Take three siblings equally spaced in age. Here’s an advantage the second child has over the third.
When the oldest learns something new, the second will have a chance to learn a little of it alongside. For example, say the parents are teaching the oldest algebra in the car while on vacation (dreadful parents for sure.) All three siblings will be listening but the second, being older than the youngest is going to grasp more of it.
Now when the second reaches the same age that the oldest was at the time of the algebra lesson, the second will be more advanced than the oldest was as a result of the spillovers from the original lesson. The parents will know this and they will appropriately scale up the lesson. It will go faster and it will be more advanced. As a result the lesson will be less accessible to the youngest child than the original lesson to the oldest was to the second. The third child will benefit less from the spillovers than the second child did.

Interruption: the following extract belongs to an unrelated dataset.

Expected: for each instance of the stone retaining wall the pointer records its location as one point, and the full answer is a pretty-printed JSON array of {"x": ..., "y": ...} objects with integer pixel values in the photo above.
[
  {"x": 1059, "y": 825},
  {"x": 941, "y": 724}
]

This process implies that the human capital of the second will closely track the oldest and diverge from the youngest so that parental investments tailored to the current human capital level of the oldest will have benefit the second more than the youngest by an ever increasing differential. And investments tailored to the level of the second will be too advanced to benefit the youngest.
Now the original assumption was that the siblings are equally spaced in age. Suppose instead that the two youngest are close in age and the oldest is much older. Then there will be little scope for spillovers from the oldest to the second. The second will have to be taught everything from scratch and now the youngest is going to receive the only spillovers. So the larger gap in age between the oldest and the second the smaller the advantage of the second over the third. And for a large enough gap the advantage reverses.